Can allies ever really understand?
By allies, I'm referring to those who are near to us, support and love us.
When I have flashbacks at night, I can't normally stay in bed and get up, go downstairs and try to ground myself, calm myself down, distract myself when possible with TV, reading something... Whatever works or seems like it might help.
Unsurprisingly, when I don't sleep well, particularly when I have bad dreams I'm a wreck the next day, really tired, unable to function fully.
When I attempt to explain why I didn't sleep the night through, and how important it is for me to move, to 'reset the clock', anything to reduce the stress of the whole situation, I keep encountering a simplistic response from those closest to be. When I explain that a trigger can be the weight of the duvet on my body, the response is that I should throw the duvet off me. When I explain that I can't sleep, need to distract myself, to calm down, I'm told that I should turn the light on and read my book, despite me stating that staying in bed is not at all helpful and that I need space and a different environment.
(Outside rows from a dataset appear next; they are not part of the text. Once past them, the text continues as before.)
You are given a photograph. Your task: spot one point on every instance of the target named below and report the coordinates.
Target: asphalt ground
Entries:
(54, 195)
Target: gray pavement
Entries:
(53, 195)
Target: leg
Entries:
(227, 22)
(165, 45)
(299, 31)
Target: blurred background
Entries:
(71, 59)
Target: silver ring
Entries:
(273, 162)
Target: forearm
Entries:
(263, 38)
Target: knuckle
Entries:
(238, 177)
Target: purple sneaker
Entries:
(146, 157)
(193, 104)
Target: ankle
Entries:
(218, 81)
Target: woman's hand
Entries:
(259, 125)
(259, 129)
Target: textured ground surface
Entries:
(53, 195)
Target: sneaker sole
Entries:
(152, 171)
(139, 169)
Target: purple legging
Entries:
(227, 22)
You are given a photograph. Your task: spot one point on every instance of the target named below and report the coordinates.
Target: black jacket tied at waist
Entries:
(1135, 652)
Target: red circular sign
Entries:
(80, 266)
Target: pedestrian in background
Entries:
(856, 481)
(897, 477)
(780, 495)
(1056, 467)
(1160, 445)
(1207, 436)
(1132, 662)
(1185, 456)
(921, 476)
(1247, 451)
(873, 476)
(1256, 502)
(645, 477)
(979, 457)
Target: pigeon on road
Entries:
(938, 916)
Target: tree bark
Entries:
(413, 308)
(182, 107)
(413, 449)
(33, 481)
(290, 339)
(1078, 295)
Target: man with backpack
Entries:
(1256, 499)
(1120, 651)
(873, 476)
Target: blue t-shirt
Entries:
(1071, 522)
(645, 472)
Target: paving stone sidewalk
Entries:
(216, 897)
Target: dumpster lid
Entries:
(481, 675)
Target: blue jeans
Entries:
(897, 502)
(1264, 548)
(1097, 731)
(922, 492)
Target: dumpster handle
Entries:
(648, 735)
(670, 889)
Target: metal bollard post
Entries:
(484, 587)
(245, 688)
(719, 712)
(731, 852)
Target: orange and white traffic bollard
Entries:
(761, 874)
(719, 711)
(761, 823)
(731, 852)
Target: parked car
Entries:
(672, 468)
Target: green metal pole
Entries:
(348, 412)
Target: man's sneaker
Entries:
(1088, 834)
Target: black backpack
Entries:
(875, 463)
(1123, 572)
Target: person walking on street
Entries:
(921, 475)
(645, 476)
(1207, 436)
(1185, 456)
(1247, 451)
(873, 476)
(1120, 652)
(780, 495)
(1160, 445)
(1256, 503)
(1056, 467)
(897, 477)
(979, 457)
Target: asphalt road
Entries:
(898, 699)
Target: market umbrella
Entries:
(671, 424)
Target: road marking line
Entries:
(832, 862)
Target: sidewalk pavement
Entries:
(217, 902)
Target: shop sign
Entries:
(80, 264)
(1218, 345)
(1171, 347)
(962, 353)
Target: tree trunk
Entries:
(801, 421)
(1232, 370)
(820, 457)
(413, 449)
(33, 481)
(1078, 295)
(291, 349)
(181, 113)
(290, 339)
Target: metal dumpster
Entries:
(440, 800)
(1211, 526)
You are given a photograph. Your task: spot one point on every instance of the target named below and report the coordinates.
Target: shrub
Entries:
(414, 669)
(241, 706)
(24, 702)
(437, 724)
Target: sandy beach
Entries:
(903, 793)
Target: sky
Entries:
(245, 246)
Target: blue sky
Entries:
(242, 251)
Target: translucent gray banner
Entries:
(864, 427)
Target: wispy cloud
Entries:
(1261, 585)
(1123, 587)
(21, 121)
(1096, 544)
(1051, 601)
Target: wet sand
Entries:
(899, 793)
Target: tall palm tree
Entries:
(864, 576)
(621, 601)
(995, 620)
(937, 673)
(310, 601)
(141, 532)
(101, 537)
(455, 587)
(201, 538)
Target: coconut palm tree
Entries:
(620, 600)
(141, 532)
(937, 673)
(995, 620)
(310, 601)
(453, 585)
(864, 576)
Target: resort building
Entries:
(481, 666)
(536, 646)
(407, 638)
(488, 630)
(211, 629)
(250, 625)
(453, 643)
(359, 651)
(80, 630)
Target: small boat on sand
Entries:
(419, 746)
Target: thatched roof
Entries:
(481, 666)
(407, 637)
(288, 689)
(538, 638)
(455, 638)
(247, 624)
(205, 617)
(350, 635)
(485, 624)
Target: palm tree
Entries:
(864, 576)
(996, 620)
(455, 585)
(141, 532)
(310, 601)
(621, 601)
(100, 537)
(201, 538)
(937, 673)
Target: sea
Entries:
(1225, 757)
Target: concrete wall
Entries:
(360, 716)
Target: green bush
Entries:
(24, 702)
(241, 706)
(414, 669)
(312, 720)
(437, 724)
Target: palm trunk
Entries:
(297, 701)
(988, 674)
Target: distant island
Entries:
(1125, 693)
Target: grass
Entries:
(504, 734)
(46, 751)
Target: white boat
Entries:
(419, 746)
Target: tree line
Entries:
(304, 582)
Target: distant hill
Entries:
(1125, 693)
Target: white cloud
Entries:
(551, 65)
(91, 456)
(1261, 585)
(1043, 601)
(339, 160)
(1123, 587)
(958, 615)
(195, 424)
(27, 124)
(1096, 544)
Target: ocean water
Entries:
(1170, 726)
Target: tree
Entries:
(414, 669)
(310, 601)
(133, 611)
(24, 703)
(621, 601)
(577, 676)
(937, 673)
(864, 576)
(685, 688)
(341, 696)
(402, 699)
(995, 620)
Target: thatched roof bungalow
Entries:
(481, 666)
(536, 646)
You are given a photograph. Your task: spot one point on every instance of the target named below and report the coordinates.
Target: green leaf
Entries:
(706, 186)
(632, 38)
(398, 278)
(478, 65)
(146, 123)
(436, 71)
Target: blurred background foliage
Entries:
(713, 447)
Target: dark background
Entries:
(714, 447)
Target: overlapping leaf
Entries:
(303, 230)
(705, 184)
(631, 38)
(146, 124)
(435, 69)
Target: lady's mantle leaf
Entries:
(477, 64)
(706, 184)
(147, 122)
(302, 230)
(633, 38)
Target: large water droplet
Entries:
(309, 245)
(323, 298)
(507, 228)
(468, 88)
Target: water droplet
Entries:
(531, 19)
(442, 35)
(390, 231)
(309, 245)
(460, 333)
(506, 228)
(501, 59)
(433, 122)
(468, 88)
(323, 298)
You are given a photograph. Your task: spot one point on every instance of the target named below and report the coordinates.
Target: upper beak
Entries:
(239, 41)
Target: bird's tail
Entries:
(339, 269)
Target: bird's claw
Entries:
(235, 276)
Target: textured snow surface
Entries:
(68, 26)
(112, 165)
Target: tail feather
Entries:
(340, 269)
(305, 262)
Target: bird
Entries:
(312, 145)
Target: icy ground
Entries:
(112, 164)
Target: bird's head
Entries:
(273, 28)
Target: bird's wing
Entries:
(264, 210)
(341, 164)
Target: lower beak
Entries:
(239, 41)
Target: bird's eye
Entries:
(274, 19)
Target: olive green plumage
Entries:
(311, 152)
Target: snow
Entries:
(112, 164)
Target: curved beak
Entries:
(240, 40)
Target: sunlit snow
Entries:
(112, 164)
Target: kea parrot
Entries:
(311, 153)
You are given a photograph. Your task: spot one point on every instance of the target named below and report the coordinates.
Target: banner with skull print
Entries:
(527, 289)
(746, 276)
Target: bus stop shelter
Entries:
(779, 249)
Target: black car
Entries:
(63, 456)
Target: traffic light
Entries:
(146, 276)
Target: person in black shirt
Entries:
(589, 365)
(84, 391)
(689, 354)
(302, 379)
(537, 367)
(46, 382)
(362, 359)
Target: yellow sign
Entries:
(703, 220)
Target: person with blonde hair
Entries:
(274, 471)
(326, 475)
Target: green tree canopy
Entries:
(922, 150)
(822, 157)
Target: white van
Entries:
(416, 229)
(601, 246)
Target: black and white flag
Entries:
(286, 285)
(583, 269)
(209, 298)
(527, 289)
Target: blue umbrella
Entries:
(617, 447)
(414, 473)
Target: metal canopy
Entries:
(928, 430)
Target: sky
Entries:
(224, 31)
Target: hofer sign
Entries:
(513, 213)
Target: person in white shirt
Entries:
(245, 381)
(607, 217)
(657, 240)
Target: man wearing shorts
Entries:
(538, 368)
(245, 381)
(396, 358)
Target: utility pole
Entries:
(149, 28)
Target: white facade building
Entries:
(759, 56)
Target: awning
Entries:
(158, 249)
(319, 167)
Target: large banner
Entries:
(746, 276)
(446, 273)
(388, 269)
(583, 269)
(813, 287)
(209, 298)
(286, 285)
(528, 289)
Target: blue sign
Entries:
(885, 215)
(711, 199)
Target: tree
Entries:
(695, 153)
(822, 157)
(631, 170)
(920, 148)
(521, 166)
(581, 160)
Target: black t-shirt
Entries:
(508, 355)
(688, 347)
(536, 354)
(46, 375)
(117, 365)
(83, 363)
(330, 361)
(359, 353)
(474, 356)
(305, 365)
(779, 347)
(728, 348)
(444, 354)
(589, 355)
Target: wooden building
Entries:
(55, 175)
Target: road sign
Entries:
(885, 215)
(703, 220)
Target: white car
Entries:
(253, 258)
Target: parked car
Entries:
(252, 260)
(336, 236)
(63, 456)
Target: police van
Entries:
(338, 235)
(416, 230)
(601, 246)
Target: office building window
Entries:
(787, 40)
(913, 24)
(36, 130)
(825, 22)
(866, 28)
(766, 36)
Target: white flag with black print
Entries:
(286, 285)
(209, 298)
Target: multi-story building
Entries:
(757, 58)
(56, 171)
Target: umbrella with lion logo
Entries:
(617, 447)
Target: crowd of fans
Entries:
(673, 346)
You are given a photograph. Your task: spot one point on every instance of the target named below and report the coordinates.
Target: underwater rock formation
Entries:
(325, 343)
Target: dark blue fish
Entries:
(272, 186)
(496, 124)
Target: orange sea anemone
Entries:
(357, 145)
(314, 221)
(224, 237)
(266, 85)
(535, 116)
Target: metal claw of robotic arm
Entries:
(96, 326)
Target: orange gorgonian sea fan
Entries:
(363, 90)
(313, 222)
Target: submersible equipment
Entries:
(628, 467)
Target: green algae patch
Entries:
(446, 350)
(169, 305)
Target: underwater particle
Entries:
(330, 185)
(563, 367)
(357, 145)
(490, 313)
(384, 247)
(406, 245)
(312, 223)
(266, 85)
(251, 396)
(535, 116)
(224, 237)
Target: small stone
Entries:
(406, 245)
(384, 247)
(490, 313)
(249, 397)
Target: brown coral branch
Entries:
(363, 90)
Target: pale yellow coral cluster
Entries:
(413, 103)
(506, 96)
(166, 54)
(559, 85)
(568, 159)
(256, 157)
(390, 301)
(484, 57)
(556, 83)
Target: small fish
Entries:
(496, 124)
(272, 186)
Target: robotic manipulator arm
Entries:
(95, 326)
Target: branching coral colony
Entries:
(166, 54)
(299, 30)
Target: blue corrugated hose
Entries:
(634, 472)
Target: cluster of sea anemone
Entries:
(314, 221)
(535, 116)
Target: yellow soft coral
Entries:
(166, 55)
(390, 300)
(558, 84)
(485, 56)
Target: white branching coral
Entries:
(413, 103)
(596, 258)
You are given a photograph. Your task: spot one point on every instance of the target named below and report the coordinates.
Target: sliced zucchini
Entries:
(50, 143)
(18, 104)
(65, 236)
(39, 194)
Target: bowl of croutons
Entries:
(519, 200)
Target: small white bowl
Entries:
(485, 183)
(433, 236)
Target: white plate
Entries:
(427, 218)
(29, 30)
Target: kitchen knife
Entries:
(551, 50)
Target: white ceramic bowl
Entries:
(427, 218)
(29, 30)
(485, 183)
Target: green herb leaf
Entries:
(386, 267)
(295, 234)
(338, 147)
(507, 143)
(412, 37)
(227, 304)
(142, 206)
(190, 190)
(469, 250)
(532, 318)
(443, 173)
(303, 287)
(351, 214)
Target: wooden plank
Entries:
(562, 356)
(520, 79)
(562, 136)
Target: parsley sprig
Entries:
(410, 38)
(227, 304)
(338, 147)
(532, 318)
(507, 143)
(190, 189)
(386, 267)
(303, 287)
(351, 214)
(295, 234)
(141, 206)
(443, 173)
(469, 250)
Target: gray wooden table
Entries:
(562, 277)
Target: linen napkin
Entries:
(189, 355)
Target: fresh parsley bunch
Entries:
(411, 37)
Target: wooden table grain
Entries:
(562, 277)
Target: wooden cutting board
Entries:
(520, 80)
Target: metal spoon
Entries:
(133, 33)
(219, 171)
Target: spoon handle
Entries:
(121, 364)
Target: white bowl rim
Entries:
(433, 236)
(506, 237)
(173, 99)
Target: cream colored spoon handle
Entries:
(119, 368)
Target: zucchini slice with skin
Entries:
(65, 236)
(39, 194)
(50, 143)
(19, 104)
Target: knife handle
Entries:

I've tried time and again to explain what I experience when I have nightmares, what the impact is, how the route back to some sense of calm is not always predictable, and rarely easy to control. I know part of the response I get is grounded in their frustration, but I can't seem to convey what I need from my allies, how I need them to give me the space to handle things in the way that I find easiest.
Part of me wants my allies to hear from someone else, to read up on it, to show a true interest in understanding what I'm going through, rather than reacting in what feels like a judgemental, simplistic and somewhat unsupportive manner. I'm short tempered, irritable and introverted in the aftermath of my nightmares. I need to find the means to communicate more clearly what I need, to care less about the subsequent response, and to focus more closely on doing the right thing for me, without putting others first.
How do you communicate, explain, enunciate what nightmares look like through the eyes of a survivor? How do you describe the impact of the terrors, the palpitations, the nausea, sickness, mortal fear? And how do you explain that all of this is experienced through the eyes of a child, not the adult who occupies this body in the present day? How do you make your allies understand?